Alpine village celebrates a €17m meadow

These cows are enjoying the grass – and the view – on the world’s most
expensive pasture in the form of a 17 million euro meadow.

Look closely and you can see that this narrow strip of land that runs through the village of Trebesing in Carinthia,
Austria, was once a motorway that has now moved underground after protests from locals.It is still possible to see how the road slopes to allow cars
and lorries to follow the bend – and water to run off the surface. The
railings at the side of the motorway are also still there – but now they
keep the cows in place rather than the cars.

Locals in the small village of just 1,200 people in southern Austria
were horrified when the government decided to slice the motorway
through the middle of the village.
Local hotel owner Siggi Neuschitzer said: “We were suddenly the only
village in the country where cars did not have to go 50 kph an hour —
instead they sped through at 130 kph.”

He started a campaign that has lasted for 17 years and finally ended
with the motorway being grassed over with a meadow – complete with cows.

He said: “It was a long battle but it was worth it.
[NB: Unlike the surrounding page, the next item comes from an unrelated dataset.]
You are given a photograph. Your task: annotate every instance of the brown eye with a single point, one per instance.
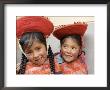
(73, 48)
(37, 48)
(29, 52)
There was once a
motorway here but now that it’s gone the village is once again an oasis
of peace and calm.”

It is certainly something his guests appreciate – his hotel which was
the first one in Europe specifically cater for children and babies can
guarantee at least that there is no noise from the outside world – as
well as clean fresh mountain air.

As for the motorway – that still runs as before but now it is
underground where the noise and pollution does not disturb either the
families in the village or hotel — or the cows in their pasture.

The local council has now written to the Guinness book of records to ask
if their meadow can be included as the world’s most expensive plot of
arable land.

Siggi said: “We are obviously not allowed to build on arable land but we
can put as many cows there as we want – so we are hoping it will claim
the title as the most expensive field in the world.